Molecular hybridization of nucleic acids. The method is based on hybridization of complementary strands of DNA or RNA with the formation of double-stranded structures and on their identification using a label. For this purpose, special DNA or RNA probes are used, labeled with an isotope (32 P) or biotin, which detect complementary strands of DNA or RNA. There are several variants of the method: - point hybridization - isolated and denatured NCs are applied to filters and then a labeled probe is added; indication of results - autoradiography when using 32 P or staining - with avidin-biotin; - blot hybridization - a method for isolating NK fragments cut with restriction endonucleases from total DNA and transferred to nitrocellulose filters and tested with labeled probes; used as a confirmatory test for HIV infection; - hybridization in situ- allows the determination of NK in infected cells.

PCR based on the principle of natural DNA replication. The essence of the method lies in the repeated repetition of cycles of synthesis (amplification) of the virus-specific DNA sequence using thermostable Taq DNA polymerase and two specific primers - the so-called primers.

Each cycle consists of three stages with different temperature conditions. In each cycle, the number of copies of the synthesized section is doubled. Newly synthesized DNA fragments serve as a template for the synthesis of new strands in the next amplification cycle, which allows for 25–35 cycles to generate a sufficient number of copies of the selected DNA region for its determination, usually by electrophoresis in agarose gel.

The method is highly specific and very sensitive. It allows you to detect multiple copies of viral DNA in the test material. In recent years, PCR has been increasingly used for the diagnosis and monitoring of viral infections (hepatitis viruses, herpes, cytomegaly, papilloma, etc.).

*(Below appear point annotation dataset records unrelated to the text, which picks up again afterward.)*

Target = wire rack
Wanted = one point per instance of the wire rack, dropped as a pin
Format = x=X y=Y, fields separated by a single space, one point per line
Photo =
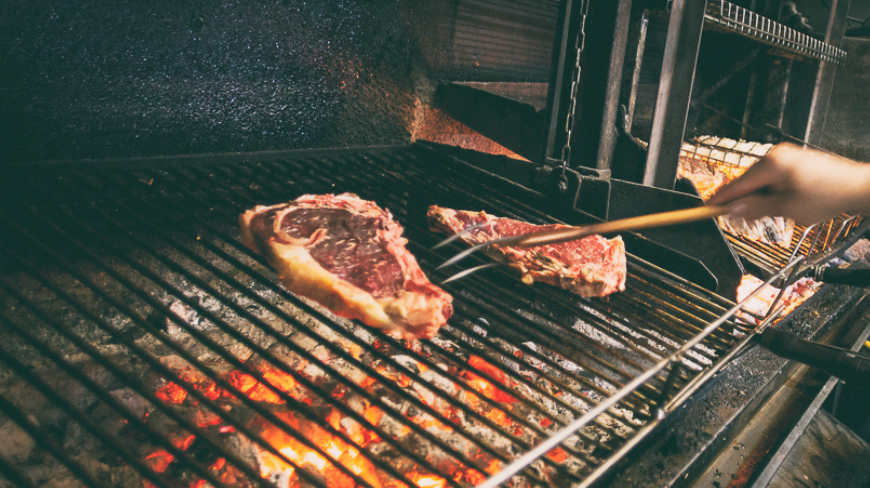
x=727 y=17
x=732 y=158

A variant of quantitative PCR has been developed, which makes it possible to determine the number of copies of the amplified DNA site. The technique is complex, expensive and not yet sufficiently standardized for routine use.

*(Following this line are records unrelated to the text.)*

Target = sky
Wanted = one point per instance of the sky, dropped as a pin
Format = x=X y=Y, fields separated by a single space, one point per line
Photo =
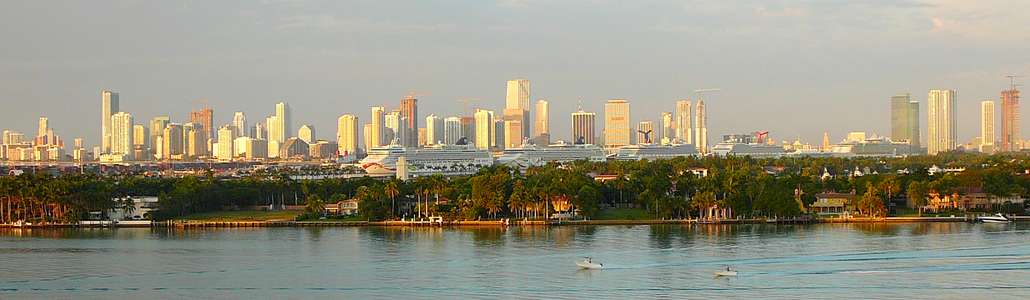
x=792 y=68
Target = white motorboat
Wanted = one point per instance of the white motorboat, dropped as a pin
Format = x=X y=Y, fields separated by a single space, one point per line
x=589 y=264
x=726 y=272
x=997 y=218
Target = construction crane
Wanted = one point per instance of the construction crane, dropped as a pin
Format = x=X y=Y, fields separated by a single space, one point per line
x=413 y=94
x=1011 y=80
x=194 y=104
x=467 y=104
x=699 y=90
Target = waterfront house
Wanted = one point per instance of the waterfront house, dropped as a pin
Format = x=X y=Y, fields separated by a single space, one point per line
x=832 y=202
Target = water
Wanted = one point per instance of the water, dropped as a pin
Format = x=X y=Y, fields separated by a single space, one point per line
x=923 y=261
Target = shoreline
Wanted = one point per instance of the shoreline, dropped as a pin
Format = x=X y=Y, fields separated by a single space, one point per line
x=498 y=223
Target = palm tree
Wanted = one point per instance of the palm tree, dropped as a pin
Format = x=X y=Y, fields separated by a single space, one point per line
x=391 y=191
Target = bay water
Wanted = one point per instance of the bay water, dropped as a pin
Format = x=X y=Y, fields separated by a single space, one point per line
x=844 y=261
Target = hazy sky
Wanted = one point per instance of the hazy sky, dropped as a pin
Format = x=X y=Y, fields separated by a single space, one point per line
x=788 y=67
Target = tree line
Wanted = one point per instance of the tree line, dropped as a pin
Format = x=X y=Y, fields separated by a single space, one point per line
x=662 y=188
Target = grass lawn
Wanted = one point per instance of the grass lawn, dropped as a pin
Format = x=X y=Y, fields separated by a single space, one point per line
x=624 y=213
x=243 y=215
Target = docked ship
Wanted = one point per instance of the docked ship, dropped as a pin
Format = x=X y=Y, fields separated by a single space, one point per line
x=655 y=152
x=749 y=149
x=527 y=155
x=448 y=160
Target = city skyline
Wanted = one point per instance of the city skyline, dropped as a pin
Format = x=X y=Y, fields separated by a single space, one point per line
x=345 y=78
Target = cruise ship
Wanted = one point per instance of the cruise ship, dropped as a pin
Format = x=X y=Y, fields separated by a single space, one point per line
x=528 y=156
x=749 y=149
x=655 y=152
x=448 y=160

Cytological methods currently have limited diagnostic value, but should still be used for a number of infections. Materials of autopsy, biopsy, smears are examined, which, after appropriate processing, are stained and analyzed under a microscope. In case of cytomegalovirus infection, for example, in tissue sections or in urine, characteristic giant cells - "owl's eye" are found, in case of rabies - inclusions in the cytoplasm of cells (Babesh-Negri's little bodies). In some cases, for example, in the differential diagnosis of chronic hepatitis, it is important to assess the state of the liver tissue.